Uma segunda propriedade da empresa fica perto do Pico do Papagaio, roteiro turístico de Triunfo e um dos pontos mais altos do estado. Lá ficam os plantios da família, com sete variedades de café, em que é realizado todo o processamento de colheita, pós-colheita e fermentações.

Gabriel inaugurou uma loja da Café do Brejo em Recife, onde ficam as torrefações e o produto é apresentado ao público. Na unidade em Recife, também são palestrados cursos e realizadas reuniões de vendas.

Situado a 1.004 metros de altitude, Triunfo tem uma clima de montanha favorável ao plantio de café arábica e chama atenção, junto com a cidade de Taquaritinga do Norte, na produção de cafés especiais. Outros municípios pernambucanos referência no café são Garanhuns e Brejão, com uma produção mais tradicional e comercial. 

Gabriel durante evento Agrinordeste – @meuladocafe/Instagram

A família do barista é envolvida na produção de café na cidade desde cerca de 1889. Segundo o cafeicultor, que carrega no DNA a tradição do café, o uso da tecnologia é primordial hoje em dia.

“Se você não utilizar as ferramentas que o mercado está oferecendo em termos de gotejamento, a parte nutricional da planta e tudo que oferece pra gente fazer um plantio. Fora um agloflorestamento que ajuda bastante em algumas épocas do ano aqui pra o café. Eu acredito que o café sem isso ele não consegue sobreviver dentro do estado não”, pontua Gabriel, um dos fundadores do Festival Recife Coffee.

O produtor e empreendedor avalia que o café ainda é tímido para refletir com força na parte econômica do estado, mas vê potencialidade nas novas cafeterias que estão popularizando o consumo da bebida e seus derivados, especialmente na região metropolitana de Recife.
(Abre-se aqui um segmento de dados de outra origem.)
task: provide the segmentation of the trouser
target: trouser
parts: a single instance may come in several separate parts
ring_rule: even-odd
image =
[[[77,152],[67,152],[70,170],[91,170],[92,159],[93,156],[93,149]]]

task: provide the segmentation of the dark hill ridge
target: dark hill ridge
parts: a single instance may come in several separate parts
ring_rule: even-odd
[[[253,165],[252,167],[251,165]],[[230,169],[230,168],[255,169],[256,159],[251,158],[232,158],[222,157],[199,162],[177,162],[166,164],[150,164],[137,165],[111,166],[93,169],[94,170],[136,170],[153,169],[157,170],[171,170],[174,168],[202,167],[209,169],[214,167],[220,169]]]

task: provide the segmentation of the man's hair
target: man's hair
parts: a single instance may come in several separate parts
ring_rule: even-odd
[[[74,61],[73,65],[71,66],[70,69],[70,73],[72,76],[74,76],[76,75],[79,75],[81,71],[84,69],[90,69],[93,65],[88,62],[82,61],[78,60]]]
“A cafeicultura em Pernambuco perdeu um pouco de força na década de 1970 e a retomada não tá sendo suficiente. Tem alguns produtores que tão fazendo o trabalho de melhoramento de qualidade, mas acredito que não reflita isso economicamente pro estado de Pernambuco. O que tá refletindo pro estado são as cafeterias em Recife que recebem cafés do país todo, tanto daqui de Pernambuco, quanto os cafés vindo de fora, da Bahia, do Espírito Santo, Minas Gerais. Mas eu acredito que essa retomada da cafeicultura, de cafés especiais em Pernambuco ela tá acontecendo no processo natural né, acho que com mais alguns anos vá ganhar um pouco mais de força, isso pode ser que chame atenção do poder público”, diz Gabriel Althoff.